More than two-thirds of workers are willing to retrain for new jobs as they look toward the aftermath of the pandemic, according to a new study by Boston Consulting Group (BCG)and The Network. The interest in developing new skills is highest among those in the early- and midcareer phases.
A new report based on the study, Decoding Global Reskilling and Career Paths, is being released today. It’s the third in a series of publications that BCG and The Network have issued about the pandemic’s impact on people’s work preferences and careers.
The economic uncertainty touched off by the pandemic comes at a time when workers in just about every field already have some level of concern about being replaced by technology. Forty-one percent of workers globally have become more concerned about automation during the pandemic, according to the survey. Increased concern is especially common among people who work at financial institutions or at insurance or telecommunications companies.
“The pandemic and the increasing speed of technological disruption have prompted people to question their chosen career paths,” said Rainer Strack, one of the authors of the study and a senior partner at BCG. “Almost seven in ten people say they are open to retraining that would allow them to switch to completely different job roles. This level of flexibility could help employers and governments that are worried about preparing their workforces for the future.”
Retraining willingness—68% globally—is highest among workers who have fared worst during the pandemic or have the most concern about automation. This includes workers in service-sector, customer service, and sales roles. Almost three-quarters of the people in these jobs say they would retrain for something new. Those in job roles seen as less vulnerable—health and medicine, social work, and science and research—generally aren’t as ready to switch careers.
There are some geographic differences in the willingness to retrain as well. People in developing economies, including many in Africa, are the most enthusiastic, with as many as three-quarters saying they would retrain to prepare themselves for a new job. Europeans and Americans have the lowest level of willingness, the study shows, but even in those geographies the proportion of people who say they would retrain is generally above 50%.
More than a third of people worldwide have been laid off or forced to work fewer hours during the COVID-19 crisis, according to the survey. The economic fallout has been worst for the young and least educated. Almost half of those under 20, and an equal proportion of people with only a high school degree, have lost income during the pandemic.
“The pandemic is another reminder— after the 2008 financial crisis—that there are always going to be events that threaten economies and require workers to adjust,” said Kate Kavanagh, a co–managing director of The Network and a coauthor of the report. “Workers have come to accept that their only real job security lies in their adaptability, which sometimes means shifting roles or even careers.”
A Move Toward More Stable Fields
The study shows a high level of realism in people’s attitudes about retraining. Most of the areas of retraining willingness involve moves into fields that, at least for the moment, seem less risky than the fields people are in today.

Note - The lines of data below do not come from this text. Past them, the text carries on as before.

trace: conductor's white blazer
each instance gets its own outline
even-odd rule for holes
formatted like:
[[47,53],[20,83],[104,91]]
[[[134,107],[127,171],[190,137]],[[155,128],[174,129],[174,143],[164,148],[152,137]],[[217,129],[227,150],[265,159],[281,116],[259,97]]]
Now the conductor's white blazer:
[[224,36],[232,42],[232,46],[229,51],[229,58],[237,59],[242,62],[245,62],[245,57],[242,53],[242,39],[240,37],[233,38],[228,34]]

Generally, the new fields that people say they would consider have similarities to their current jobs.
Digital and information technology top the list of potential next careers, probably because of the expanding opportunities in those areas and the generally high remuneration. For example, more than 20% of people currently working in artistic or creative jobs say they would retrain for a digital job, as do more than 20% of people currently working in consulting or media. Office and management jobs (such as marketing and human resources) are also seen as attractive next career steps, possibly because of the perceived ease of transitioning into those jobs for a variety of workers.
Workers have already been taking steps to upgrade their skills. The proportion of workers spending a few weeks or more on skill building each year has held steady, at about two-thirds, since BCG and The Network last asked this question, in 2018.
The approach to learning has evolved, however. Forty-eight percent of people now use an online educational institution (such as a MOOC, or massive open online course) for learning, and 36% now use a mobile app. Both approaches still trail on-the-job training and independent study, today’s most popular approaches to workplace learning, but in the era of the pandemic digital approaches have made inroads.
The data gathered for Decoding Global Reskilling and Career Paths provides insights into workers’ career expectations by gender, age, education level, and position in the job hierarchy.